Apple once made its name on that same principle. Steve Jobs’s presentations were theater, but they were live theater. A Wi-Fi demo that nearly failed was proof that the product was real. Today, Apple keynotes are shot like a slick Hollywood blockbuster: precise, polished, sterile. No latency, no unpredictability, no sign of where the technology might stumble.

It’s marketing without risk.

And as a result, it tells us nothing.

The Loss of Suspense

Apple’s post-2020 strategy for events is clear: control every variable. The drone shots of Apple Park, the choreographed transitions, the pristine “live” cutaways all reinforce the brand’s aura of inevitability. But that inevitability strips away the tension that made Apple launches compelling. A live demo has a heartbeat. It can succeed or fail. A cinematic keynote is just playback. No risk, no revelation.

And risk isn’t just drama for its own sake; it’s informational. When Meta’s glasses hallucinate, we learn about the fragility of real-time AI assistants. When a call fails to connect, we learn about network dependencies and bugs that matter to actual customers. Apple’s videos, by contrast, eliminate the possibility of learning anything about what happens outside of Cupertino’s controlled conditions. The absence of risk is an absence of signal.

Companies hate failed demos because markets punish them. Meta’s stock dipped after the keynote. The coverage was brutal. But markets also discount heavily produced narratives. Investors, developers, and customers know that edited videos are advertising. A failed demo tells us something different: that the company is actually building. That the systems are real enough to break. And that the ambition is larger than the polish.

Some of the most iconic computing moments have come through failure. Bill Gates’s Windows 98 crash. Steve Jobs’s fragile iPhone prototype. They did it live, and they created trust. The technology was so new that it barely worked - but it did work. It was real enough to falter.
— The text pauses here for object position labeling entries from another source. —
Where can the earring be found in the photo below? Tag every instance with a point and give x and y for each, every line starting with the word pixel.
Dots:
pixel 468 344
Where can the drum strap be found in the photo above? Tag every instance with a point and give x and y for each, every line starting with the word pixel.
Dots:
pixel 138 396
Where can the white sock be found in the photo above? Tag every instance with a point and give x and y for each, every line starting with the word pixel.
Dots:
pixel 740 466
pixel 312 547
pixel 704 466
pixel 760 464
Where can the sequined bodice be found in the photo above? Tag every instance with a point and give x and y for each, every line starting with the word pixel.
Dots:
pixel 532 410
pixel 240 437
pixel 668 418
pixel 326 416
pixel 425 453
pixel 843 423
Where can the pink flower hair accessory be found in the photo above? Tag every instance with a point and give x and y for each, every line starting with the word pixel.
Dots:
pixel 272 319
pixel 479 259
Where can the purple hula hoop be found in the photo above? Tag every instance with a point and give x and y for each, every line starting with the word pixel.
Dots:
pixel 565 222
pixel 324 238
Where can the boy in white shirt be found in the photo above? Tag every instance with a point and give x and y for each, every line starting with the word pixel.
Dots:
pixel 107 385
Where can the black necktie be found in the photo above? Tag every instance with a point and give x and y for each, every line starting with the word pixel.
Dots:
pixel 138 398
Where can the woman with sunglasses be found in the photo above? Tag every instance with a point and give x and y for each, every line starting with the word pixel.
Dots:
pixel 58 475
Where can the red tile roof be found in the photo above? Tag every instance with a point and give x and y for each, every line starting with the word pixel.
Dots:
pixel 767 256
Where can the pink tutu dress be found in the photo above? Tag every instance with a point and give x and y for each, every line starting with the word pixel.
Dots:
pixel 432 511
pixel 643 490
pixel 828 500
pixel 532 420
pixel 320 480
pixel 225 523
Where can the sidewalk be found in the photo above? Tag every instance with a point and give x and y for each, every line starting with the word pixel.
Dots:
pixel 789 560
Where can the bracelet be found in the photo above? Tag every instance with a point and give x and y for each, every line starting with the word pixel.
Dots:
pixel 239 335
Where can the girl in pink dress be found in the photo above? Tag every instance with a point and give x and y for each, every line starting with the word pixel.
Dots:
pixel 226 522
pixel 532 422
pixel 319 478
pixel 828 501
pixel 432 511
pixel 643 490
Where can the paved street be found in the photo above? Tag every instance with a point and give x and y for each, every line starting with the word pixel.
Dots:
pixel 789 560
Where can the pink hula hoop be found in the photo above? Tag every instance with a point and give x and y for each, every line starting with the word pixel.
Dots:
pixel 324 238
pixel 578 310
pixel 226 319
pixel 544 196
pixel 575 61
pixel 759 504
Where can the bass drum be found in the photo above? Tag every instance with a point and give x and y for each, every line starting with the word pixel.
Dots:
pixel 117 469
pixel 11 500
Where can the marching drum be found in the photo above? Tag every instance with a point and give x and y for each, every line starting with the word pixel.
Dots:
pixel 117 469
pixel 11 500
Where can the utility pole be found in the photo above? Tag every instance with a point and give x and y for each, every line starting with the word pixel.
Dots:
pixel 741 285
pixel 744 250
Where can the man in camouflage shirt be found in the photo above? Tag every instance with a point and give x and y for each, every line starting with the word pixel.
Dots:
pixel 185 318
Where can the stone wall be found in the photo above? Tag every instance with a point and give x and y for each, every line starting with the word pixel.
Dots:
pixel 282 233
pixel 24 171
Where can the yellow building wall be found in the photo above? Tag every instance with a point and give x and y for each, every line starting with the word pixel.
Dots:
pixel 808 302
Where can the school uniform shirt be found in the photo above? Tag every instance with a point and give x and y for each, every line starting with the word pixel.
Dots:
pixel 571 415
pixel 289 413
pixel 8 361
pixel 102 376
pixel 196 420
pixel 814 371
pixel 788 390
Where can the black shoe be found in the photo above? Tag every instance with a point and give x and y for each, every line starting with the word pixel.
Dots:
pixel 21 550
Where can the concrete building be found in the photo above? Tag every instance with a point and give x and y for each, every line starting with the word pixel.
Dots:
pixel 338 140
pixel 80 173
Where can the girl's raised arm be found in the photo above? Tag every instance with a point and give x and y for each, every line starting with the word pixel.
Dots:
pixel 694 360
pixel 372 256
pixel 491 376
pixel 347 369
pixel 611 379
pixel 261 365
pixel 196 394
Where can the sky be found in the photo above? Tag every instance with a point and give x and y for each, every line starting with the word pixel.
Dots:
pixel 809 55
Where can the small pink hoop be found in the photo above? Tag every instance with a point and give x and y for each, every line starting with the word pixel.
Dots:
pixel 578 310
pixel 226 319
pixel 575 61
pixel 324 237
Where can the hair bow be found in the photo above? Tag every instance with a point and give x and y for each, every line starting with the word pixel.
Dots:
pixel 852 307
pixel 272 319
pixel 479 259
Meta’s Embarrassment, Apple’s Perfection

Meta’s 2025 keynote looked chaotic because it exposed fragility in public. Apple has spent years ensuring the opposite: nothing fragile is ever shown. But fragility is the truth of technology adoption. Developers working with new platforms encounter bugs, latency, and brittle integrations every day. Apple’s refusal to acknowledge that reality makes its events feel increasingly like propaganda. Meta’s failure, oddly, and quite possibly for the first time in the company's 20 year existence, felt honest.

To be clear, Apple’s approach is effective marketing. The videos are beautiful. The message control is flawless. But the cost is trust. When Apple promises “Apple Intelligence” will just work, why should customers or investors believe it? The risk-free demo doesn’t provide evidence. It provides aspiration without grounding.

Theater thrives on risk. Cinema eliminates it.

Jobs pacing a stage with fragile prototypes was theater.

Meta’s chaos in 2025 was theater.

Today’s Apple Park epics are cinema.

Which of these is more valuable?

The answer is uncomfortable for Apple: theater is riskier, but it provides more signal. Cinema is safer, but it provides almost none.

Live demos force companies to confront their claims. If Siri is really better, let it handle an unscripted question on stage. If Apple Vision Pro is the future of work, show someone editing a real spreadsheet with it in front of a live audience.

Anything less is choreography.

The Value of Vulnerability

Meta’s keynote will go down as a disaster. But it showed off an increasingly rare kind of vulnerability. By failing in public, Meta proved that it's actually testing the boundaries of the technology. Apple, in its quest to control the narrative, has eliminated that vulnerability from its stagecraft. The result is that its launches feel less real, even if (and lately, that feels like quite a hefty if) the underlying technology is excellent.

The irony is that Apple built its empire on the opposite instinct: showing the world something so raw and ambitious it might fail. The iPhone reveal in 2007 could have collapsed under its own fragility. Instead, it redefined an industry. Today's Apple has zero appetite for risk. And apparently, zero for reality either.

Meta’s demo failed. But Apple’s demos no longer even try. For investors, developers, and users deciding which companies to trust with the future of computing, that should be a bigger red flag.